Original URL: https://www.theregister.com/2006/11/25/wi-fi_health_concerns/

Mast debaters strike again, ban Wi-Fi in UK schools

Sensitive tissue

By Guy Kewney

Posted in Networks, 25th November 2006 18:25 GMT

Two new and baleful reports about "microwave radiation" revived the mast hysteria in the UK this week: one, an attempt by "3" to build a new phone tower and the other, a series of schools claiming ill effects from Wi-Fi.

By coincidence, both reports were written by journalists with the same surname. Joanna Bale wrote in The Times about schools in Ysgol Pantycelyn, Carmarthenshire, Chichester and Buckinghamshire which have dismantled Wi-Fi networks, while David Bale produced a report in the Norwich Evening News about a campaign to halt a "3" 3G phone mast.

Both reports have quoted "scientists" - and in both cases, it seems the source for this, is the mysterious comment by Professor Sir William Stewart, who headed a Health Protection Agency investigation into microwave and health.

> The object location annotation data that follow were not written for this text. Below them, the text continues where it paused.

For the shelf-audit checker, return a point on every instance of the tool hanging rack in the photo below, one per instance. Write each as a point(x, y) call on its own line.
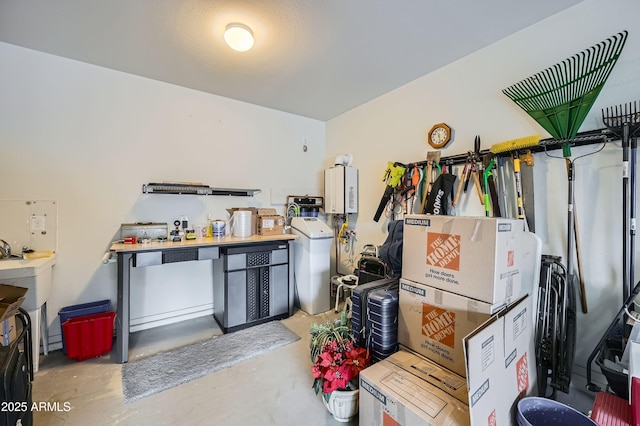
point(582, 139)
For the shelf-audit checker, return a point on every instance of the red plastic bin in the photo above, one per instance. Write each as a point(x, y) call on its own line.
point(89, 336)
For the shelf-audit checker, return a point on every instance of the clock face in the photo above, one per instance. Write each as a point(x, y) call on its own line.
point(439, 135)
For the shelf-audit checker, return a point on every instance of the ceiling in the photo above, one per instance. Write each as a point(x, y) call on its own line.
point(315, 58)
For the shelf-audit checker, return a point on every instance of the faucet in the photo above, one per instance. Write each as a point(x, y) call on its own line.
point(5, 249)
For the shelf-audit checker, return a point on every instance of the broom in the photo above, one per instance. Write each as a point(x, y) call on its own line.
point(559, 99)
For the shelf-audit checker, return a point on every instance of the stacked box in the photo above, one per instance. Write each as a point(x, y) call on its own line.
point(493, 260)
point(433, 323)
point(409, 389)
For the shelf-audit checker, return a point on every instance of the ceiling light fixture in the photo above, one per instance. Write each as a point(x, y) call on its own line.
point(239, 37)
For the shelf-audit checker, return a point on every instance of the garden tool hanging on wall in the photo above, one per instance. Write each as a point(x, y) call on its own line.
point(392, 176)
point(433, 159)
point(439, 199)
point(559, 99)
point(471, 170)
point(624, 121)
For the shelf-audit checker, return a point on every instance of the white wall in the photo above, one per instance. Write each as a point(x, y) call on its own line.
point(89, 138)
point(467, 96)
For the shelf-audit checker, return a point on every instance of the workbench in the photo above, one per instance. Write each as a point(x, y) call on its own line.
point(201, 249)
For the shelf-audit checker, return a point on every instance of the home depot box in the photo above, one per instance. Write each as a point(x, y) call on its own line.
point(433, 322)
point(501, 365)
point(405, 389)
point(489, 259)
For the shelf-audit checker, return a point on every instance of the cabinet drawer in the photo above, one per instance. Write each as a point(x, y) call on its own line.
point(147, 259)
point(179, 255)
point(208, 253)
point(279, 256)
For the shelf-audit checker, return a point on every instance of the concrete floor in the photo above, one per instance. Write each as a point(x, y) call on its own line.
point(273, 389)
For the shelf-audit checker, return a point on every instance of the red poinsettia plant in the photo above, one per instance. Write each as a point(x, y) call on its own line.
point(338, 363)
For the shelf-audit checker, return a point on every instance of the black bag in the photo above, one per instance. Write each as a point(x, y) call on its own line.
point(391, 250)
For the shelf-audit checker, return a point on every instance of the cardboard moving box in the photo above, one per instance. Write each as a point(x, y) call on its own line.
point(433, 323)
point(493, 260)
point(501, 364)
point(406, 390)
point(409, 389)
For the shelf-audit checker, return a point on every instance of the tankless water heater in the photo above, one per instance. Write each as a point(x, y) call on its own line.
point(341, 190)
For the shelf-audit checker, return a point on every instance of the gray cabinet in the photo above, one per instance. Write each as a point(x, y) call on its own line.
point(251, 285)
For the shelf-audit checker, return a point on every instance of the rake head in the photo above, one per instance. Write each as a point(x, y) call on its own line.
point(560, 97)
point(615, 118)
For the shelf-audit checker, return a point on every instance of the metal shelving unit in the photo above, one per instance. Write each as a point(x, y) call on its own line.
point(195, 189)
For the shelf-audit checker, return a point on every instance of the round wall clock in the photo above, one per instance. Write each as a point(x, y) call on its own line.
point(439, 135)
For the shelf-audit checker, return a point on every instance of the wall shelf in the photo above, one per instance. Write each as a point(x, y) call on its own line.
point(195, 189)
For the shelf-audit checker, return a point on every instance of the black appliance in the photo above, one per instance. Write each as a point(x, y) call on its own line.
point(16, 375)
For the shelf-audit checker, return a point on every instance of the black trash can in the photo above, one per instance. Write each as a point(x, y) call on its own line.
point(538, 411)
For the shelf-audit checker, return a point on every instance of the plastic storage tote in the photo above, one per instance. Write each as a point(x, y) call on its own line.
point(80, 310)
point(89, 336)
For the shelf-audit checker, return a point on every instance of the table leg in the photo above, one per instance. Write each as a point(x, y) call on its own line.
point(122, 317)
point(292, 284)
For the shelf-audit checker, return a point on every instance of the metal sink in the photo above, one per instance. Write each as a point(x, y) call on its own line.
point(32, 274)
point(12, 257)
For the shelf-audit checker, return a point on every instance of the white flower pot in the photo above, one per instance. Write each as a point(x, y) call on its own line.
point(343, 405)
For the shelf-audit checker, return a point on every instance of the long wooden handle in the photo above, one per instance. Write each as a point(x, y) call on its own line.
point(427, 186)
point(478, 186)
point(583, 291)
point(462, 178)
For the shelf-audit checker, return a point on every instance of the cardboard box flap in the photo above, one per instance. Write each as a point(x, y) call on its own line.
point(450, 382)
point(11, 298)
point(500, 358)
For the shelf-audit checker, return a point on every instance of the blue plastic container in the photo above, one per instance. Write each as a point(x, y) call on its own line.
point(81, 310)
point(538, 411)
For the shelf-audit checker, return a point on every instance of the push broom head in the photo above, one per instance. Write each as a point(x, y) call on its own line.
point(515, 144)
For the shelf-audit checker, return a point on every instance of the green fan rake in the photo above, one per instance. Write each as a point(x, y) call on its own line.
point(559, 99)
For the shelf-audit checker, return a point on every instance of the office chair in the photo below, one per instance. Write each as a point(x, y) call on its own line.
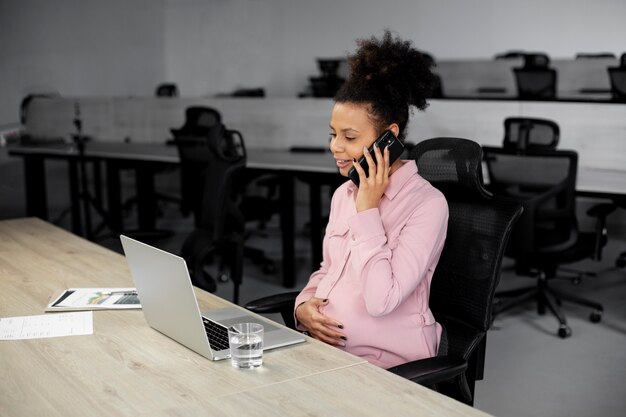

Sir William has never explained his original comments, which he made personally at the press conference announcing the HPA report, and in which he disagreed with the findings of the report itself. Staff at the HPA have told NewsWireless that "we don't know what he based his comment on, and we're not in a position to ask him to elaborate."

Today's story in The Times, if validated, offers real evidence of objective health damage caused by wireless. "Stowe School, the Buckinghamshire public school, also removed part of its wireless network after a teacher became ill. Michael Bevington, a classics teacher for 28 years at the school, said that he had such a violent reaction to the network that he was too ill to teach," wrote Joanna Bale.

Bevington describes symptoms which have not previously been assigned to wireless reponse:

"I felt a steadily widening range of unpleasant effects whenever I was in the classroom. First came a thick headache, then pains throughout the body, sudden flushes, pressure behind the eyes, sudden skin pains and burning sensations, along with bouts of nausea. Over the weekend, away from the classroom, I felt completely normal.

Investigators for a medical journal have attempted to test for general ill-health associated with wireless. They said that their test subjects, who complained of acute sensitivity to microwaves, were unable to tell whether the wireless was actually switched on or not.

If Bevington's symptoms can be replicated and shown to be definitely wireless related, this could be the breakthrough which researchers have been seeking - without results - for years. All other clinical trials so far have found "no link" between ill health and wireless.

There is a theoretical link between DNA damage and microwave, the reality of which is still unproven despite considerable research. Nobody has suggested that DNA damage could produce symptoms such as those reported by Bevington, however.